20 years in 13 countries

Hye Yeon Nam & Brendan Harmon

USA

Hye Yeon Nam & Brendan Harmon

USA

Biography

Hye Yeon Nam is a digital media artist and HCI designer exploring how technology can improve our interactions with other agents – humans, robots, or nature. She foregrounds the complexity of social relationships by making the familiar strange and interpreting everyday behaviors in performative ways. Hye Yeon has participated in exhibitions, festivals, and showcases at ARS Electronica Center, Smithsonian National Portrait Gallery, Asia Society Texas Center, Japanese American National Museum, Times Square, Eyebeam, Conflux festival, D.U.M.B.O. Festival, the Lab in San Francisco, Festival Internacional de Linguagem Eletronica (FILE), SIGGRAPH, CHI (Computer-Human Interaction), Tangible, Embedded and Embodied Interaction (TEI), International Symposium on Electronic Art (ISEA), Creativity & Cognition (C&C), and several festivals in China, Istanbul,Ireland, the UK, Germany, Australia, Denmark, and Switzerland. Her work has been broadcast on the Discovery Channel and LIVE TV show Good Day Sacramento, published in Leonardo Journal and featured in Wired, We Make Money Not Art, Makezine, Business Insider, Slashdot, Engadget among other publications. She is currently an associate professor of digital art at Louisiana State University.

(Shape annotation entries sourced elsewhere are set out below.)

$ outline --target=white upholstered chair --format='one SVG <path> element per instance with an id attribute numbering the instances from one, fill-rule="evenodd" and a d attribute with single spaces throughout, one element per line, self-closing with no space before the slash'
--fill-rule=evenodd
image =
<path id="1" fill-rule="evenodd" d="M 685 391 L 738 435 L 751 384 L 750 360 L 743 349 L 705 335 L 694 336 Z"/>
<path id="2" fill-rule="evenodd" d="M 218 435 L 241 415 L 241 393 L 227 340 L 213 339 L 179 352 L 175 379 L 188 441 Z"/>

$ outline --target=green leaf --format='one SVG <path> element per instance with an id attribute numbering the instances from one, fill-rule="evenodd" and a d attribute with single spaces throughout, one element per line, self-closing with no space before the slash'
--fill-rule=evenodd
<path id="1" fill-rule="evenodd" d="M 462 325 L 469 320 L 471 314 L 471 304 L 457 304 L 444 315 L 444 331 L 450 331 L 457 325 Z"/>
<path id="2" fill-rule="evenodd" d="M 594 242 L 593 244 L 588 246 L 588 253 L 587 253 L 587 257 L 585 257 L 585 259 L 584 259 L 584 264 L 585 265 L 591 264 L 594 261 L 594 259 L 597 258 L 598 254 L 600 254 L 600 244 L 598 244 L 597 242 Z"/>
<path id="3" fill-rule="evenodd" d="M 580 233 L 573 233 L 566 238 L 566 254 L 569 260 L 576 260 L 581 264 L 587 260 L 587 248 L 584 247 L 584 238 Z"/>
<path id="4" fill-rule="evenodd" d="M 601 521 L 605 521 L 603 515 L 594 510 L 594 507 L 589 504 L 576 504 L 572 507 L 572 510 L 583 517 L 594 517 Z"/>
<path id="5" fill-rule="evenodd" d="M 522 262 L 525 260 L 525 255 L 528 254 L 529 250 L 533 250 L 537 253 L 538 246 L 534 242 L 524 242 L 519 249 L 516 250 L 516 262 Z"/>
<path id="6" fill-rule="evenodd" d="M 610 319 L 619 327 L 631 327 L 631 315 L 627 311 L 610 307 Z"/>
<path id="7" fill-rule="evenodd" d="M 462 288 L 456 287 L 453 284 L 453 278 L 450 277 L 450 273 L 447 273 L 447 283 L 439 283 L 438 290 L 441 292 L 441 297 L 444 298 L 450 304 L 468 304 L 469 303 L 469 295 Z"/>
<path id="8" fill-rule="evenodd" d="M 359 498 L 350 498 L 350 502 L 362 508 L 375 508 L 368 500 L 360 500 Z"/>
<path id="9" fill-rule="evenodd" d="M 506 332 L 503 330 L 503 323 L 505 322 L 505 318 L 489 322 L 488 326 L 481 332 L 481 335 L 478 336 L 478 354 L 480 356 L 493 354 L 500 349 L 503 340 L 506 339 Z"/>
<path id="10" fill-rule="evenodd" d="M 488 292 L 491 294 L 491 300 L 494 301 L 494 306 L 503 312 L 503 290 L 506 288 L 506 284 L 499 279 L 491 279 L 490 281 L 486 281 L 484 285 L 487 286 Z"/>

Brendan Harmon is an assistant professor of landscape architecture at LSU’s Robert Reich School of Landscape Architecture. Brendan’s work aims to ground design in spatial science by seamlessly integrating geospatial modeling into the creative design process through technologies such as tangible interaction, digital fabrication, and virtual reality. He co-designed Tangible Landscape, a tangible interface for geospatial modeling. His publications include a book, book chapters, and papers on tangible interaction, geospatial modeling, and digital design. He has given conference talks, workshops, and demos at venues such as ACM’s Computer-Human Interaction (CHI) conference, Tangible, Embedded and Embodied Interaction (TEI) conference, the Royal Geographical Society, and the World Bank.

 

ARTWORK

Contingent Dreams
Installation

Machines are everywhere. They are working for us, listening to us, and sometimes even spying on us. With the isolation of the pandemic as people try to reconnect, machines are becoming more deeply embedded in our everyday life than ever before. As algorithms, machine learning, and computer vision systems develop, machines are getting smart enough to see things, understand logic, and predict situations. With increasing automation, more and more people are concerned about machines taking their jobs. As people speculate on the future of technology, their visions tend to be grim and dystopian. Sinister depictions of androids and AI abound in popular culture. Through Contingent Dreams we ask questions about our fundamental relationship with machines. Are they simply tools or do they have agency? Are they servants or peers, collaborators or competitors, friends or enemies?

In Contingent Dreams, the robot and the artist collaboratively create abstract drawings in ink. The media and mode of the performance inspire feelings of longing and acceptance, of control and romanticization, of isolation and belonging. In the work, machines are key parts of both the process and outcome. The artist and the machine influence each other in those works. These works are not meant to define our relationship with machines, but rather to open it so that everyone can interpret and interact with machines in their own way.